Bereits flitzen einige Hundert der 260-Kilogramm-Satelliten im tiefen Orbit um die Erde; monatlich werden es mehr. Bis 2022 sollen über 1500 davon ins All geschossen werden. Kosten: zehn Milliarden US-Dollar. Dann könnten wir uns überall auf der Welt ins SpaceX-Netz einklinken. Das hat natürlich Vorteile, etwa wenn man auf dem Kilimandscharo das Gipfelfoto sofort auf Instagram posten will. Im besten Fall könnte es auch einen freieren Internetzugang in autoritär regierten Gebieten ermöglichen.

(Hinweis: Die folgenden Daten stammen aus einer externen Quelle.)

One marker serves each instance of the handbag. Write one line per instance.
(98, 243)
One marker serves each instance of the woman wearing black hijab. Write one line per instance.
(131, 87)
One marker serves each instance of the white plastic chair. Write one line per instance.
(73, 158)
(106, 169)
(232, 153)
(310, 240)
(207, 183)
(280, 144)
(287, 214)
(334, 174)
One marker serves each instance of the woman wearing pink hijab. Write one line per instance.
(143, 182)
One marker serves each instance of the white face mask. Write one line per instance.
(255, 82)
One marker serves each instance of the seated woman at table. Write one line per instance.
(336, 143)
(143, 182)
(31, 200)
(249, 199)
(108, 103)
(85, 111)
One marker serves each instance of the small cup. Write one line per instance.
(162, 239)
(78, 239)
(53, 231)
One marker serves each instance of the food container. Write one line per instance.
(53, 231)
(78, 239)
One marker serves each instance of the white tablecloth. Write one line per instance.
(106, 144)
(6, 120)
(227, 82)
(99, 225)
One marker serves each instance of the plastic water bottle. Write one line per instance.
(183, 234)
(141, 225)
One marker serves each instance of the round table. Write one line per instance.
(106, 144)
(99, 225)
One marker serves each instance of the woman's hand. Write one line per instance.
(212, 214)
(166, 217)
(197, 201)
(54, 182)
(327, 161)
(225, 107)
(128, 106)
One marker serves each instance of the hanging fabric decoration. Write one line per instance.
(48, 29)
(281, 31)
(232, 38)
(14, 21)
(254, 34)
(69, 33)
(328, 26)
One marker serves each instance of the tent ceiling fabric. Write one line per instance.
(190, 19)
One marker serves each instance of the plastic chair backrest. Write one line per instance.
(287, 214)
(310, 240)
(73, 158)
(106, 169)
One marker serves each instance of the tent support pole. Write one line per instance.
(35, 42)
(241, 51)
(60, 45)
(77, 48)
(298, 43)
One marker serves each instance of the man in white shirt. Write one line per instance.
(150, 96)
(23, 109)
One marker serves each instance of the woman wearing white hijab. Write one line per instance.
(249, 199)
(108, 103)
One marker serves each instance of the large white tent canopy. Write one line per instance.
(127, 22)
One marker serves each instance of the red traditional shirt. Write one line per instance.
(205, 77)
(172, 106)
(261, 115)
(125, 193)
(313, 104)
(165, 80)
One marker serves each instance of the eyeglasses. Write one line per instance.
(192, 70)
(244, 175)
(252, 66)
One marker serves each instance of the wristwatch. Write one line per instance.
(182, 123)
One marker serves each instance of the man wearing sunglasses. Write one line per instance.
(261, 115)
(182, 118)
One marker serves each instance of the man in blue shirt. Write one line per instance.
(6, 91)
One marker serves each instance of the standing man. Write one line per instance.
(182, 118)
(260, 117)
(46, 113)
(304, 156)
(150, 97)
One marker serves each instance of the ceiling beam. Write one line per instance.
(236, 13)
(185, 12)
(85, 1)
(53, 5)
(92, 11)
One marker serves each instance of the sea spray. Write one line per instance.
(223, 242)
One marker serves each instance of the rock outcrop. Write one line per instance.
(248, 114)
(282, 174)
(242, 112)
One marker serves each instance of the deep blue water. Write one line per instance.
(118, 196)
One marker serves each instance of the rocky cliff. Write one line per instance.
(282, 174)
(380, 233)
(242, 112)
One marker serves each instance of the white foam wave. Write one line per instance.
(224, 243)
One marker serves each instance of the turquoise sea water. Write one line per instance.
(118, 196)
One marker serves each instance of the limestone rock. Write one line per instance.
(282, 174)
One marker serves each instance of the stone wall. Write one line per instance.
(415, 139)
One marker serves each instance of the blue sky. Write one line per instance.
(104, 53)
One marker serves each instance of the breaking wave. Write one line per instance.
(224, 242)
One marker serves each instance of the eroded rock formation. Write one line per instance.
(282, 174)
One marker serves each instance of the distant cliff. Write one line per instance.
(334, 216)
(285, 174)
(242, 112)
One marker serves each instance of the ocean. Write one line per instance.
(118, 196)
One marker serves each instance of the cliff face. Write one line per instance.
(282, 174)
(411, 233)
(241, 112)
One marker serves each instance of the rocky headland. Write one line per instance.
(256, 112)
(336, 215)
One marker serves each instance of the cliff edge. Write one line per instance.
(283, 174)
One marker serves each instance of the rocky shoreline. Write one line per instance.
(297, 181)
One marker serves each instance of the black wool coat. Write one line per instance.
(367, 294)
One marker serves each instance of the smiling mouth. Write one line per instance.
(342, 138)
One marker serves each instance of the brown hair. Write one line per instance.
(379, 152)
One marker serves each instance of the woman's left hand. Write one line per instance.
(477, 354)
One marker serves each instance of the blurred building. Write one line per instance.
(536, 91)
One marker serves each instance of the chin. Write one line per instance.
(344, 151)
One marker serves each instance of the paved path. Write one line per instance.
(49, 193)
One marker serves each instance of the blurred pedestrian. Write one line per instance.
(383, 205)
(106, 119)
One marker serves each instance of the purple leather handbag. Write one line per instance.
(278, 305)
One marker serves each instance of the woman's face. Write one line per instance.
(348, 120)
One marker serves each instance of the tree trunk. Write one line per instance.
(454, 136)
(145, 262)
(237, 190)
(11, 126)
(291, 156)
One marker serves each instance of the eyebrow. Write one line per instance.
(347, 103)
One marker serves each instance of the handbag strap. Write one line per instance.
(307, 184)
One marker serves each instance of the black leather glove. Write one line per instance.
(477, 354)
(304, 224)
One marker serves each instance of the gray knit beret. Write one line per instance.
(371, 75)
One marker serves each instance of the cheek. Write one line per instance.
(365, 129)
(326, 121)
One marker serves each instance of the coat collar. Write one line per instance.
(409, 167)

«Starlink» ist dabei der prominente Auftakt zu einem neuen «space race». Diverse Technologiekonzerne haben bereits ihre eigenen Projekte für Internetzugang aus dem Orbit angekündigt – unter anderen Amazon mit der Satellitenflotte Kuiper. An der ETH Zürich wird daran geforscht, wie solche Satellitennetzwerke effizient betrieben werden können.
Während sich AstronomInnen um die zunehmende Lichtverschmutzung und Beeinträchtigung wissenschaftlicher Beobachtungen sorgen, müssen wir fragen: Wollen wir den Bau und Betrieb kritischer Infrastrukturen wirklich privaten transnationalen Konzernen überlassen? Insbesondere beim Internet handelt es sich – ähnlich wie bei Strom und Wasser – um eine Grundausstattung für die Teilnahme am Gesellschafts- und Arbeitsleben. Wer täglich mit Homeoffice und Homeschooling beschäftigt ist, merkt das gerade besonders deutlich.
Natürlich ist es gut, wenn mehr Menschen Zugang zum Internet und dessen Wissensschätzen erhalten, wobei mit Projekten wie «Starlink» natürlich auch unweigerlich neue Abhängigkeiten von mächtigen Technologiekonzernen entstehen. Und es ist fraglich, ob sich diese an Grundsätze wie fairen Zugang oder Netzneutralität halten. Sonnenklar hingegen ist, dass sie ihre Projekte nicht aus Goodwill betreiben – immerhin will Musk mit «Starlink» seine grössenwahnsinnigen Marsmissionen finanzieren.